50代で転職するか迷いながら家計ノートと求人票を見比べている机上イメージ

50代で「このまま今の会社にいていいのかな」と思う瞬間、ありますよね。

私も、定年まで同じ働き方を続けることに、ずっと少し引っかかりがあります。仕事そのものが嫌というより、自分でコントロールできない出来事や理不尽な要求が続くと、「あと何年これを続けるんだろう」と考えてしまうんです。

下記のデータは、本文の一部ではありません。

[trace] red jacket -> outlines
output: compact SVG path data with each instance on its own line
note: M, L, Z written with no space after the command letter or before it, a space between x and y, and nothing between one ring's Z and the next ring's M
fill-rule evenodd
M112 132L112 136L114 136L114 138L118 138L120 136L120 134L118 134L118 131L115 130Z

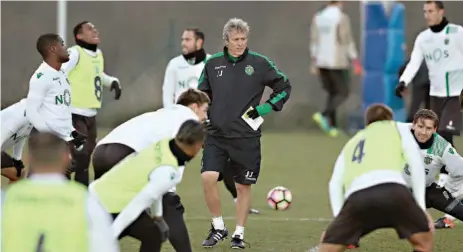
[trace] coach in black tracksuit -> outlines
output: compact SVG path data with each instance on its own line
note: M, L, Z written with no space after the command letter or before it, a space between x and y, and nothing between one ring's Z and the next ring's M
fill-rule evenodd
M241 117L251 118L280 111L291 93L287 77L267 57L250 51L247 45L249 27L241 19L231 19L224 28L226 46L212 55L199 79L199 90L211 99L209 134L203 151L201 176L204 193L213 221L211 232L203 243L212 247L228 235L220 210L217 181L226 167L234 174L238 192L237 229L232 247L244 248L244 222L250 207L251 184L257 182L261 165L259 130L253 130ZM259 105L265 87L273 89L270 99ZM227 166L228 160L230 166Z

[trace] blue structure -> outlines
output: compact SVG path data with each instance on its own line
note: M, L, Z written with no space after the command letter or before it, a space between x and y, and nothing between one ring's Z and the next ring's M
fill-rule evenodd
M397 72L405 61L405 7L392 3L387 12L381 1L363 4L363 65L362 107L381 102L390 106L397 121L405 121L402 99L395 96Z

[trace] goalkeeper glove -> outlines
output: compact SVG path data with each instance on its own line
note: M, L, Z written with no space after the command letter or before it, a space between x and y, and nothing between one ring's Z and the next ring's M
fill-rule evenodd
M21 171L24 169L24 163L21 160L16 160L13 158L13 165L16 168L16 176L21 177Z
M246 113L246 115L249 118L256 119L259 116L264 116L264 115L272 112L272 110L273 110L272 105L270 105L268 102L266 102L264 104L261 104L261 105L257 106L256 109L248 111L248 113Z

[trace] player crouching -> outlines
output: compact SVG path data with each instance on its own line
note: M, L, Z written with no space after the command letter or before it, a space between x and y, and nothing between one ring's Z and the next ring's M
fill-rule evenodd
M140 252L161 251L169 227L162 218L162 196L180 183L185 163L202 149L206 130L187 120L174 139L166 138L122 160L90 184L106 210L115 218L116 237L129 235L141 242ZM152 214L145 211L153 204Z
M426 212L421 154L410 129L392 119L389 107L369 107L366 128L347 142L337 158L329 183L335 219L322 235L319 251L344 251L381 228L394 228L414 251L432 251L434 226ZM407 163L413 196L402 175Z

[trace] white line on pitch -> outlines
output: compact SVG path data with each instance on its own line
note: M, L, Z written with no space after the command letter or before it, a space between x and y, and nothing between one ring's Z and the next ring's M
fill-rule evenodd
M222 217L224 220L234 220L233 216ZM185 215L186 220L211 220L211 217L206 216L188 216ZM330 222L333 219L330 218L278 218L278 217L248 217L248 220L251 221L294 221L294 222ZM454 223L461 224L461 221L455 220Z
M234 220L233 216L222 217L224 220ZM205 216L185 216L186 220L210 220L211 217ZM307 222L329 222L328 218L277 218L277 217L248 217L251 221L307 221Z

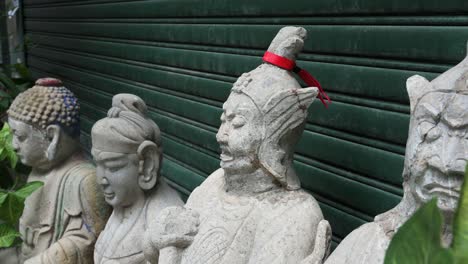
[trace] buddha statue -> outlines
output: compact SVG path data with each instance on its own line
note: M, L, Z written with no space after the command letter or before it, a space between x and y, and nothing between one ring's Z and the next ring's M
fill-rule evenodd
M305 36L303 28L283 28L268 50L295 60ZM216 134L221 168L185 207L167 208L151 223L144 238L150 263L322 263L330 226L292 166L317 93L267 63L237 80Z
M168 206L183 205L160 177L161 133L146 110L135 95L115 95L107 117L91 131L98 183L113 207L96 242L96 264L145 263L141 237L148 222Z
M441 242L451 243L451 223L468 159L468 57L432 82L413 76L406 86L411 117L403 199L351 232L326 264L382 264L398 228L433 197L438 198L444 218Z
M20 161L32 167L28 181L44 183L25 201L19 262L92 263L109 210L80 151L76 97L58 79L39 79L15 98L8 123Z

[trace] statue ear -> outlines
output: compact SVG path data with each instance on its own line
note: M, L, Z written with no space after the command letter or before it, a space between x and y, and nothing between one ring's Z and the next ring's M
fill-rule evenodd
M145 140L138 147L137 154L140 159L138 185L143 190L150 190L156 185L156 181L158 180L158 146L152 141Z
M46 157L49 161L52 161L57 156L58 144L60 141L61 128L58 125L49 125L46 128L46 137L49 141L49 146L47 147Z
M413 75L406 80L406 89L410 99L411 113L414 111L418 100L431 88L431 83L420 75Z

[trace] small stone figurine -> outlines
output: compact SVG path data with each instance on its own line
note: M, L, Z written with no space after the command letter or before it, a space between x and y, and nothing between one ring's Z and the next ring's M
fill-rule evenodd
M468 159L468 57L432 82L416 75L406 86L411 119L403 199L350 233L326 264L382 264L393 234L433 197L444 217L442 243L452 241L451 222Z
M8 116L13 147L32 167L28 181L44 182L25 202L19 262L93 263L94 243L110 210L94 166L79 151L77 99L60 80L43 78L16 97Z
M295 60L306 31L283 28L269 51ZM292 163L317 88L262 64L244 73L223 105L221 169L150 223L145 253L160 264L321 263L330 226L301 190ZM313 177L313 176L311 176Z
M141 238L146 226L162 209L183 205L159 175L161 133L145 114L141 98L118 94L107 117L91 131L98 183L114 208L96 243L96 264L145 263Z

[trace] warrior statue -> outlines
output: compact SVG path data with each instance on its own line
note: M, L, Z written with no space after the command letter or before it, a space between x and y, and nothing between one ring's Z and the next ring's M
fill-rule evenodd
M306 31L283 28L268 51L294 61ZM330 226L300 188L294 146L315 87L264 63L244 73L223 105L216 139L221 168L150 226L145 253L160 264L321 263Z
M468 57L432 82L413 76L406 86L411 118L403 199L350 233L326 264L382 264L394 233L433 197L444 217L442 243L452 241L451 223L468 159Z

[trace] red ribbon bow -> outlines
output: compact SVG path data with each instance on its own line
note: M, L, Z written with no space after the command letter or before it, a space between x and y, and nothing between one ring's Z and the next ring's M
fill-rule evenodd
M307 85L317 87L319 89L319 94L317 95L317 97L320 99L320 101L322 101L322 104L325 107L328 107L328 104L331 103L330 97L328 97L327 93L325 93L317 79L315 79L314 76L312 76L306 70L299 68L296 65L296 62L294 62L293 60L266 51L265 55L263 55L263 61L283 68L285 70L295 72Z

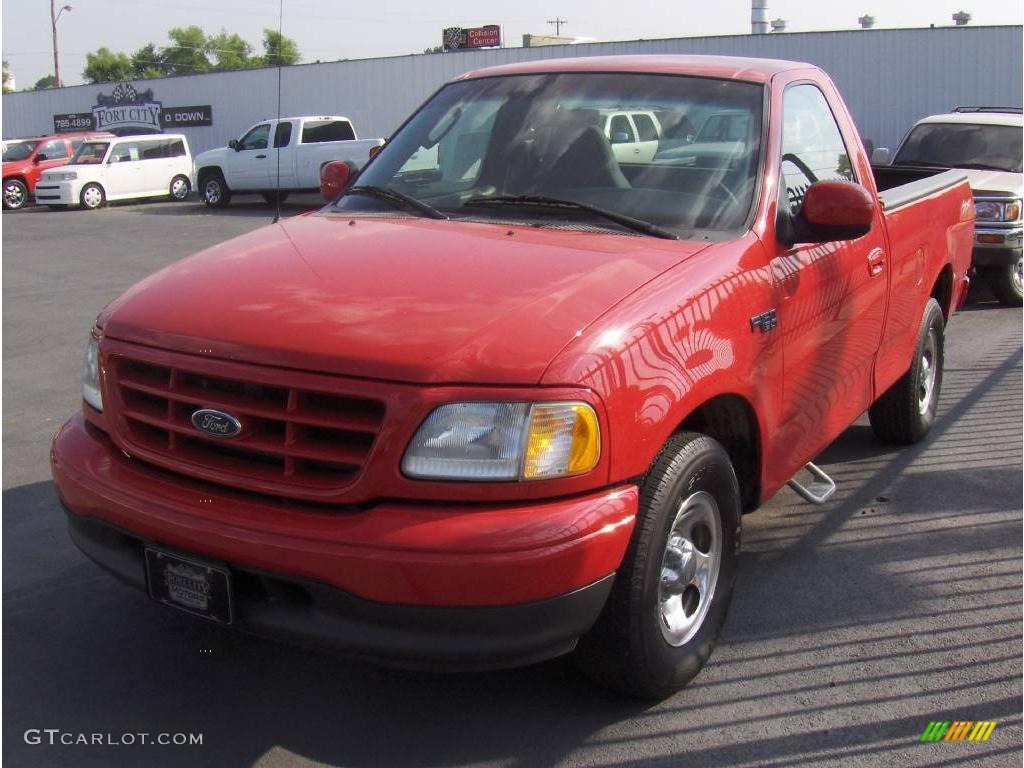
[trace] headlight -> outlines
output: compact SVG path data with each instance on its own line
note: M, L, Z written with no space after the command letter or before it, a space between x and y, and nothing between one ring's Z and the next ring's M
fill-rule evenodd
M82 361L82 398L96 411L103 410L103 395L99 391L99 342L91 336Z
M453 402L436 409L401 461L409 477L541 480L589 472L601 455L586 402Z
M983 200L974 204L974 215L979 221L1016 221L1021 217L1021 202L996 203Z

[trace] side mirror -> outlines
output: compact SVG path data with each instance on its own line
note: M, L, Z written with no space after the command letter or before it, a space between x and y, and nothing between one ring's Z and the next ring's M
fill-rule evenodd
M816 181L805 193L800 214L790 219L784 240L791 244L856 240L871 230L874 202L852 181Z
M344 160L332 160L321 169L321 195L334 200L355 178L354 168Z

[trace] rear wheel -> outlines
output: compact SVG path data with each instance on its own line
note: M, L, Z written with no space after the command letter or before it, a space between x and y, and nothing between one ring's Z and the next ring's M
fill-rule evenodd
M82 208L94 211L97 208L102 208L106 202L106 195L103 193L103 187L99 184L90 183L82 187L82 194L79 195L78 199L82 204Z
M208 208L223 208L231 202L231 190L219 172L204 174L200 178L199 189Z
M722 445L694 432L672 437L641 483L608 603L580 641L585 672L629 695L664 698L700 671L732 599L739 514Z
M922 440L935 422L942 388L945 321L939 302L929 299L918 330L910 370L867 412L871 429L887 442Z
M191 191L191 184L188 183L188 179L184 176L175 176L171 179L171 200L176 202L182 202L188 199L188 194Z
M1021 299L1024 297L1024 288L1022 288L1024 281L1022 281L1021 276L1022 266L1024 266L1022 259L1018 258L1013 264L985 267L985 271L983 272L985 282L988 283L988 287L995 298L999 300L1000 304L1006 304L1007 306L1021 305Z
M16 211L25 208L29 202L29 187L25 182L16 178L4 179L3 182L3 207L8 211Z

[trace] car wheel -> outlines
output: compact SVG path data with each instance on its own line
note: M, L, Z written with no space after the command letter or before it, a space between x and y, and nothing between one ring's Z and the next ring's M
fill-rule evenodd
M985 269L985 282L1000 304L1020 306L1024 297L1022 290L1022 259L1018 257L1013 264L1006 266L990 266Z
M231 202L231 191L227 188L224 177L219 173L203 176L199 186L200 191L203 193L203 202L208 208L223 208Z
M191 191L191 184L184 176L175 176L171 179L171 200L181 202L188 199Z
M29 202L29 187L20 179L9 178L3 182L3 207L8 211L25 208Z
M739 486L722 445L673 436L641 482L640 509L611 595L577 659L591 677L664 698L703 667L725 623L740 538Z
M922 440L935 422L942 388L945 319L939 302L929 299L918 330L910 370L867 411L874 434L887 442Z
M82 187L82 194L79 195L78 199L82 208L94 211L103 206L106 202L106 195L99 184L86 184Z

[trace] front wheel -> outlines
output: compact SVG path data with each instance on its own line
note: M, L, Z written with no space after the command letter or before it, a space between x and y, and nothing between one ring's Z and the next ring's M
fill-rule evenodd
M231 190L227 188L224 177L219 173L203 176L199 188L208 208L223 208L231 202Z
M673 436L641 483L608 603L580 641L587 674L640 698L665 698L696 676L732 599L739 515L739 485L722 445L694 432Z
M3 182L3 207L8 211L25 208L29 202L29 187L20 179L9 178Z
M102 208L103 203L106 202L106 195L99 184L86 184L82 187L82 194L79 195L78 200L82 204L82 208L94 211L97 208Z
M945 319L939 302L929 299L918 330L910 370L867 411L874 434L887 442L924 439L935 422L942 388Z
M175 176L171 179L170 195L171 200L175 202L182 202L188 199L188 194L191 191L191 184L188 183L188 179L184 176Z
M1007 306L1020 306L1024 297L1024 280L1022 280L1022 266L1024 262L1018 257L1013 264L1004 266L985 267L983 272L985 282L1000 304Z

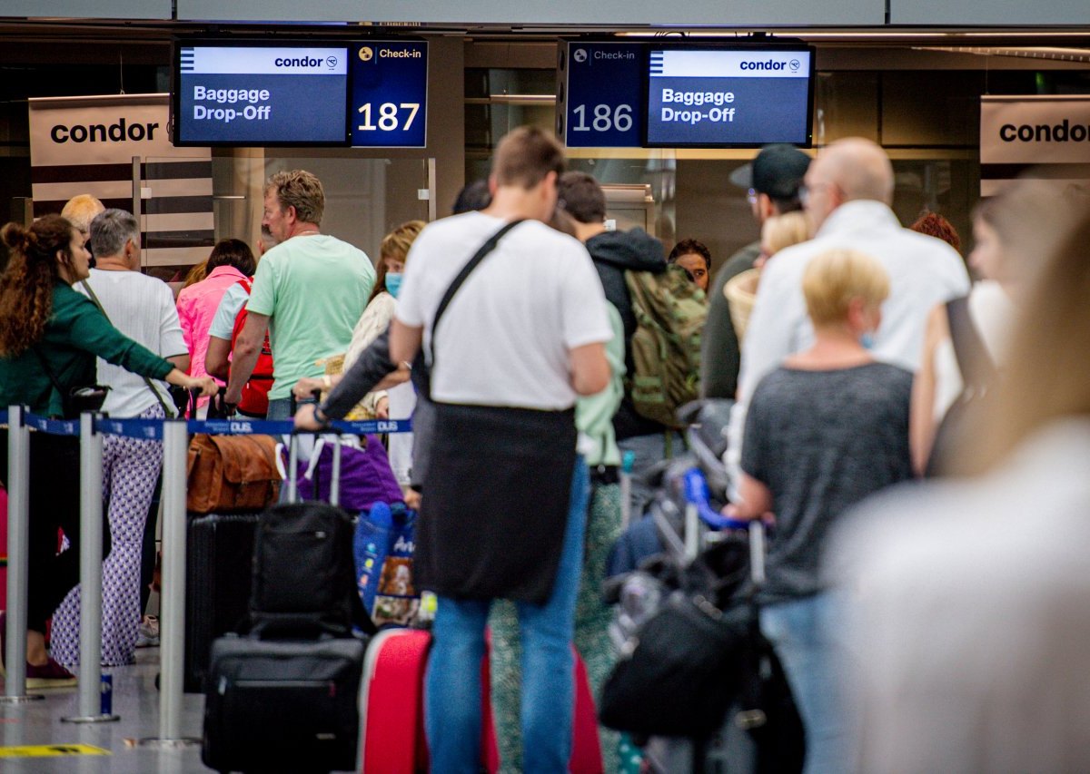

ただ、50代家庭持ちの転職は、若いころの転職とは重さが違います。教育費、住宅ローン、老後資金、家族の生活、定期給与の安心感。どれも現実です。勢いだけで動くには、さすがに背負っているものが大きいです。

私は、50代の転職は「辞めるか残るか」ではなく、会社への依存度をどう下げるかで考えたいです。

転職は大事な選択肢です。でも、異動、働き方の調整、副業、スキルの棚卸し、生活防衛資金の準備も同じテーブルに置きたい。ここでは、家庭持ちの私が転職するか迷ったとき、辞める前に見たい数字と順番を整理します。

50代で転職するか迷うのは、甘えではなく家計の問題でもある

50代で転職を考えると、「今さら動いていいのか」「我慢が足りないだけなのか」と自分を責めがちです。

でも私は、迷うのは自然だと思っています。体力は若いころと同じではありません。責任も増えています。家では教育費や住宅ローン、親のこと、自分たちの老後も気になります。仕事のストレスを気合いだけで受け止め続けるのは、けっこうしんどいです。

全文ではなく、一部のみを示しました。